A research team from the University of Washington has successfully created a headphone prototype that can establish this kind of “sound bubble.” By integrating artificial intelligence algorithms with their headphone design, users can hear voices within a customizable radius of 3 to 6 feet while outside sounds are diminished by an average of 49 decibels (which is approximately the gap in volume between a vacuum cleaner and leaves rustling). This technology ensures that even louder distant sounds are quieted when compared to those in the sound bubble.

The researchers shared their results on November 14 in Nature Electronics. They’ve made the code for this proof-of-concept device available for others to develop further. Additionally, the researchers are working on a startup to commercialize this innovative technology.

“Humans struggle to gauge sound distances, especially when faced with multiple noise sources,” explained Shyam Gollakota, a senior author and professor at the Paul G. Allen School of Computer Science & Engineering at UW. “Our ability to concentrate on the people around us can be challenging in loud venues like restaurants, making it difficult to create sound bubbles in headphones until now.
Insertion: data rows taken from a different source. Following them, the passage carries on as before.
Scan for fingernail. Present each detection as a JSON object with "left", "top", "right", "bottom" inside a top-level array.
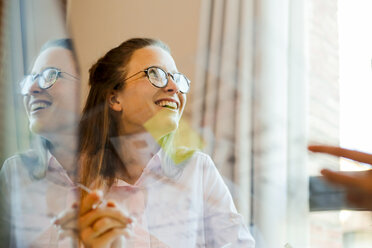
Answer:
[{"left": 50, "top": 217, "right": 60, "bottom": 225}]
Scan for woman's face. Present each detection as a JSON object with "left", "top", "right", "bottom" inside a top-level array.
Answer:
[
  {"left": 113, "top": 46, "right": 186, "bottom": 138},
  {"left": 23, "top": 47, "right": 79, "bottom": 139}
]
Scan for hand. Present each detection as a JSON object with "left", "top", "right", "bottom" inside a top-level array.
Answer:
[
  {"left": 308, "top": 145, "right": 372, "bottom": 210},
  {"left": 56, "top": 191, "right": 132, "bottom": 248}
]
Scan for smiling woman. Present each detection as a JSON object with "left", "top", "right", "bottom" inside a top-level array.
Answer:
[
  {"left": 0, "top": 39, "right": 80, "bottom": 247},
  {"left": 53, "top": 38, "right": 254, "bottom": 247}
]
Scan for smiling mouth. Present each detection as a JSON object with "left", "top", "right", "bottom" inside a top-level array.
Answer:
[
  {"left": 30, "top": 102, "right": 51, "bottom": 112},
  {"left": 155, "top": 100, "right": 178, "bottom": 110}
]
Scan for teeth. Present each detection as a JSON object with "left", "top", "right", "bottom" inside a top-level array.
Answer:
[
  {"left": 31, "top": 102, "right": 49, "bottom": 111},
  {"left": 157, "top": 101, "right": 178, "bottom": 109}
]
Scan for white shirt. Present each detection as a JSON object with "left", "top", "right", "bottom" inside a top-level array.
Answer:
[
  {"left": 105, "top": 152, "right": 254, "bottom": 248},
  {"left": 1, "top": 148, "right": 254, "bottom": 248}
]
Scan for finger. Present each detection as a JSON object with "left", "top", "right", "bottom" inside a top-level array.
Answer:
[
  {"left": 60, "top": 219, "right": 78, "bottom": 231},
  {"left": 80, "top": 190, "right": 103, "bottom": 215},
  {"left": 320, "top": 169, "right": 360, "bottom": 188},
  {"left": 80, "top": 227, "right": 133, "bottom": 247},
  {"left": 308, "top": 145, "right": 372, "bottom": 164},
  {"left": 58, "top": 230, "right": 78, "bottom": 240},
  {"left": 92, "top": 217, "right": 127, "bottom": 237},
  {"left": 79, "top": 207, "right": 133, "bottom": 229},
  {"left": 96, "top": 228, "right": 132, "bottom": 247}
]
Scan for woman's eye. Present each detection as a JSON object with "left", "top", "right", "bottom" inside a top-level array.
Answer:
[
  {"left": 43, "top": 70, "right": 57, "bottom": 81},
  {"left": 149, "top": 69, "right": 160, "bottom": 79}
]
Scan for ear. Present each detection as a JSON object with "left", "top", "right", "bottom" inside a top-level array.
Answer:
[{"left": 108, "top": 91, "right": 123, "bottom": 112}]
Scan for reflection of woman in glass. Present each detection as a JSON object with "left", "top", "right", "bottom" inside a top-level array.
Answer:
[
  {"left": 0, "top": 39, "right": 79, "bottom": 247},
  {"left": 57, "top": 39, "right": 254, "bottom": 247}
]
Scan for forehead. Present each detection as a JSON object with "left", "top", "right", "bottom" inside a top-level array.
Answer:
[
  {"left": 128, "top": 46, "right": 177, "bottom": 74},
  {"left": 31, "top": 47, "right": 76, "bottom": 73}
]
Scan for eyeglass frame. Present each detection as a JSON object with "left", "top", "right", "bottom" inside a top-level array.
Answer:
[
  {"left": 124, "top": 65, "right": 191, "bottom": 94},
  {"left": 19, "top": 66, "right": 80, "bottom": 95}
]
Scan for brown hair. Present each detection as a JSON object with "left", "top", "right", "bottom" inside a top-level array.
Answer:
[{"left": 79, "top": 38, "right": 170, "bottom": 188}]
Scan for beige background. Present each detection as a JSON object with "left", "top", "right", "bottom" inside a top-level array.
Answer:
[{"left": 67, "top": 0, "right": 202, "bottom": 112}]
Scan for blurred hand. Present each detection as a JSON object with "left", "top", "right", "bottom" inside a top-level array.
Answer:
[
  {"left": 55, "top": 191, "right": 132, "bottom": 248},
  {"left": 308, "top": 145, "right": 372, "bottom": 210}
]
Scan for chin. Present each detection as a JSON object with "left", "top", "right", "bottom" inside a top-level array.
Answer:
[{"left": 143, "top": 110, "right": 179, "bottom": 140}]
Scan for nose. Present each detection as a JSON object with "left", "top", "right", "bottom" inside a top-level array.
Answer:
[
  {"left": 164, "top": 73, "right": 180, "bottom": 93},
  {"left": 22, "top": 77, "right": 42, "bottom": 95}
]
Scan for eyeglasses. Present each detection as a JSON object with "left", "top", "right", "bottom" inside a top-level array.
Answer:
[
  {"left": 124, "top": 66, "right": 191, "bottom": 94},
  {"left": 19, "top": 67, "right": 79, "bottom": 95}
]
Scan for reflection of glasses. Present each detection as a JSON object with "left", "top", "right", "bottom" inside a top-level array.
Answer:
[
  {"left": 124, "top": 66, "right": 191, "bottom": 94},
  {"left": 20, "top": 67, "right": 79, "bottom": 95}
]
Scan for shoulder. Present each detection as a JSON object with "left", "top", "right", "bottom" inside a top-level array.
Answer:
[
  {"left": 1, "top": 150, "right": 43, "bottom": 179},
  {"left": 188, "top": 151, "right": 216, "bottom": 170}
]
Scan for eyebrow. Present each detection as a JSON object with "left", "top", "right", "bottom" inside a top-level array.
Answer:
[
  {"left": 28, "top": 66, "right": 61, "bottom": 75},
  {"left": 147, "top": 65, "right": 180, "bottom": 74}
]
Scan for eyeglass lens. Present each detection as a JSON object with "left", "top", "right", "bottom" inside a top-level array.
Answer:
[
  {"left": 20, "top": 68, "right": 59, "bottom": 95},
  {"left": 147, "top": 67, "right": 190, "bottom": 93}
]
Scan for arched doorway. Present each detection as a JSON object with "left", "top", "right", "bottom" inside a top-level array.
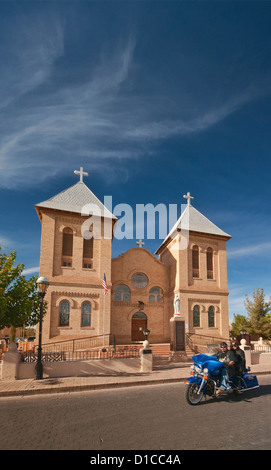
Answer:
[{"left": 132, "top": 312, "right": 147, "bottom": 341}]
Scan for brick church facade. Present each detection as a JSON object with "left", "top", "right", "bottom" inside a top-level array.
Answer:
[{"left": 35, "top": 169, "right": 231, "bottom": 349}]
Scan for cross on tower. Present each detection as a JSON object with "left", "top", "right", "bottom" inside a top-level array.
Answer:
[
  {"left": 74, "top": 166, "right": 88, "bottom": 183},
  {"left": 183, "top": 193, "right": 194, "bottom": 206}
]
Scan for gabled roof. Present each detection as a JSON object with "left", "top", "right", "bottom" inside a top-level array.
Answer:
[
  {"left": 156, "top": 204, "right": 231, "bottom": 253},
  {"left": 35, "top": 181, "right": 117, "bottom": 220}
]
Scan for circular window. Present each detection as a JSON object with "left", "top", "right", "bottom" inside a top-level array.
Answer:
[{"left": 132, "top": 273, "right": 149, "bottom": 289}]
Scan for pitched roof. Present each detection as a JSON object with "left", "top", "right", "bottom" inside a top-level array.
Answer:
[
  {"left": 156, "top": 205, "right": 231, "bottom": 253},
  {"left": 35, "top": 181, "right": 117, "bottom": 219}
]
Our AI can learn to differentiate the distance of each sound source in a room and process this data in real-time, within just 8 milliseconds, on the device itself.”

The research team assembled the prototype using standard noise-canceling headphones, equipping the headband with six small microphones. A neural network, running on a compact onboard computer attached to the headphones, monitors the sounds each microphone picks up. If sounds are detected outside the bubble, the system suppresses them while enhancing and slightly amplifying sounds from within the bubble (given that noise-canceling headphones naturally allow some sound to filter through).

“Previously, we had developed a smart speaker system that utilized microphones spaced across a table, under the assumption that greater distance was necessary to gather sound distance information,” Gollakota shared. “However, we began to question this assumption. We discovered that we could achieve the desired ‘sound bubble’ just using the microphones on the headphones, and we were able to do this in real-time, which was quite unexpected.”

To train their system for sound bubble creation across different settings, the researchers recognized the need for a dataset based on real-world sound distances, which did not exist. To obtain this data, they placed the headphones on a mannequin head and used a robotic platform to rotate the head while a moving speaker played sounds from varying distances. The team collected information using this mannequin system as well as through trials with human users in 22 diverse indoor environments such as offices and homes.

The researchers identified two key reasons for the system’s effectiveness. Firstly, the wearer’s head acts as a reflector of sound, aiding the neural network in discerning sounds from different distances. Secondly, sounds—like human speech—contain various frequencies, and these frequencies travel through different phases from their source. The researchers believe their AI algorithm compares these frequencies’ phases to assess the distance of any sound source (such as someone talking).

While headphones like Apple’s AirPods Pro 2 can amplify the voice of a person directly in front of the user while reducing some background noise, they do this by tracking head position and boosting sound from a particular direction. This method does not adjust for distance, making it ineffective for enhancing multiple speakers simultaneously and reducing louder sounds coming from the targeted direction if the user turns away.

Currently, the system is designed for indoor use only, since capturing clean audio for training outdoors proves challenging. Next, the researchers aim to adapt the technology for use in hearing aids and noise-canceling earbuds, necessitating a new approach for microphone placement.

Other contributors to this research include Malek Itani and Tuochao Chen, doctoral students at UW’s Allen School; Sefik Emre Eskimez, a senior researcher at Microsoft; and Takuya Yoshioka, director of research at AssemblyAI. This research was supported by a Moore Inventor Fellow award, funding from the UW CoMotion Innovation Gap Fund, and the National Science Foundation.